Recently, the Chinese trade authority apparently handed out force majuer waivers that are being applied to some inbound soybean shipments in an effort to cancel or delay cargoes, the trader stated in an email.
“The government essentially put on travel restrictions and extended its Lunar New Year holiday, which means not everyone came back to work last week, adding to the port disruptions. It’s been reported that many Chinese soybean crushers took downtime over the Lunar New year holiday, and they’re slow to return to operating.”
Other U.S. Customers With Coronavirus
As multiple countries report coronavirus cases, U.S. ag exports to customers other than China could be impacted.
As a result of the virus outbreak, many countries are conducting quarantine checks to contain the spread of it. This is having a knock-on effect in the global commodities transportation market.
“It’s certainly a consideration. And it’s something that merits our attention,” Steenhoek says. “We have such a huge amount of uncertainty about how far down this rabbit hole this virus is going to take exports, but it wouldn’t take much for U.S. exports to feel the ripple effects in a pretty substantial way, if other world buyers put restrictions on at their borders.”

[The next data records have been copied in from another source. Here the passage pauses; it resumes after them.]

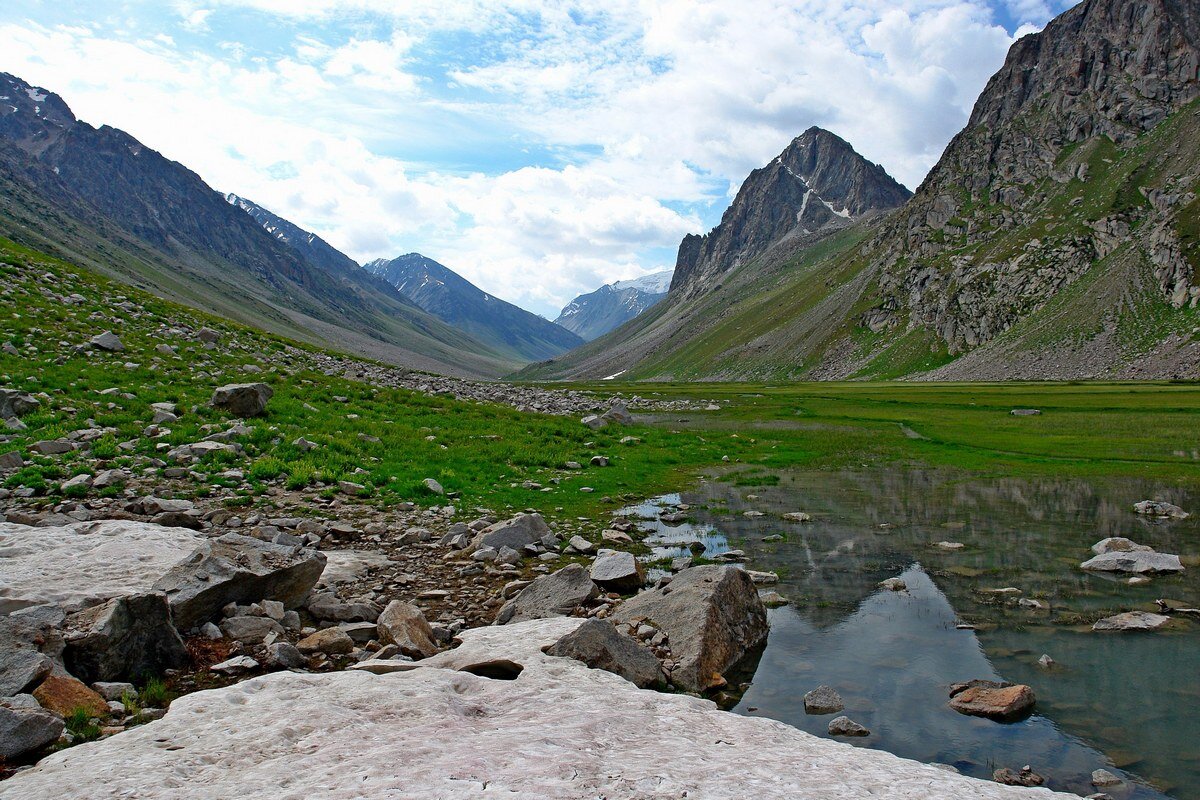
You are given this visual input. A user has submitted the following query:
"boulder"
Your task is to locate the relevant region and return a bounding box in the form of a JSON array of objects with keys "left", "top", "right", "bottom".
[
  {"left": 0, "top": 618, "right": 1079, "bottom": 800},
  {"left": 0, "top": 705, "right": 66, "bottom": 762},
  {"left": 210, "top": 384, "right": 275, "bottom": 419},
  {"left": 0, "top": 389, "right": 41, "bottom": 420},
  {"left": 0, "top": 643, "right": 54, "bottom": 697},
  {"left": 1133, "top": 500, "right": 1189, "bottom": 519},
  {"left": 34, "top": 675, "right": 108, "bottom": 717},
  {"left": 154, "top": 534, "right": 325, "bottom": 631},
  {"left": 496, "top": 564, "right": 600, "bottom": 625},
  {"left": 950, "top": 680, "right": 1036, "bottom": 722},
  {"left": 1079, "top": 548, "right": 1183, "bottom": 575},
  {"left": 590, "top": 551, "right": 646, "bottom": 594},
  {"left": 378, "top": 600, "right": 438, "bottom": 658},
  {"left": 221, "top": 616, "right": 283, "bottom": 644},
  {"left": 828, "top": 716, "right": 871, "bottom": 736},
  {"left": 804, "top": 686, "right": 846, "bottom": 715},
  {"left": 1092, "top": 536, "right": 1154, "bottom": 555},
  {"left": 89, "top": 331, "right": 125, "bottom": 353},
  {"left": 266, "top": 642, "right": 308, "bottom": 669},
  {"left": 296, "top": 627, "right": 354, "bottom": 656},
  {"left": 467, "top": 513, "right": 550, "bottom": 552},
  {"left": 1092, "top": 612, "right": 1171, "bottom": 631},
  {"left": 64, "top": 593, "right": 191, "bottom": 684},
  {"left": 612, "top": 565, "right": 767, "bottom": 692},
  {"left": 546, "top": 619, "right": 665, "bottom": 688}
]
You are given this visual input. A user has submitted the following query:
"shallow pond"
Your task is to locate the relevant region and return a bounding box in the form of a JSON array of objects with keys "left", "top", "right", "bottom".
[{"left": 628, "top": 470, "right": 1200, "bottom": 800}]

A few of the other 25 countries reporting cases of the coronavirus include: U.S., Japan, South Korea, Taiwan, Singapore, France, Thailand, Australia, Nepal, Vietnam, Hong Kong, Macau, Malaysia, Canada, Cambodia, Sri Lanka, and Germany.
World Supply Chains
China is a major key component in world supply chains. For instance, of the top 10 container ports in the world, seven of the 10 are in China.
“So, all of a sudden you have this significant event in China that is definitely going to send a bearish sentiment on markets on things like the Baltic Exchange. That sucks a lot of oxygen out of it [the shipping industry],” says Steenhoek.
China’s Tariff Reduction Tied To Virus?
On Thursday, China’s government announced that it will make a 50% reduction in tariffs on $75 billion of U.S.-origin products, including soybeans.
Nelson Dong, a lawyer and member of the board of directors of the National Committee on U.S.-China Relations (NCUSCR), says that this move is tied to the coronavirus.
First, it is a sensible and practical move if China is to meet its very ambitious purchasing commitments as set forth in the recently signed Phase One trade agreement with the U.S., Dong stated in a press release.
“Second, given the current coronavirus epidemic and the unprecedented lockdown and quarantine of some 60 million or more Chinese citizens, especially across Hubei Province and in its capital city Wuhan, the Chinese government especially wants to project a sense of calm, order, and strength at this time. It therefore wants to show its own citizens and the world that, in spite of that admittedly grave national health emergency, it can still carry on business as usual and is not flustered or distracted,” Dong says.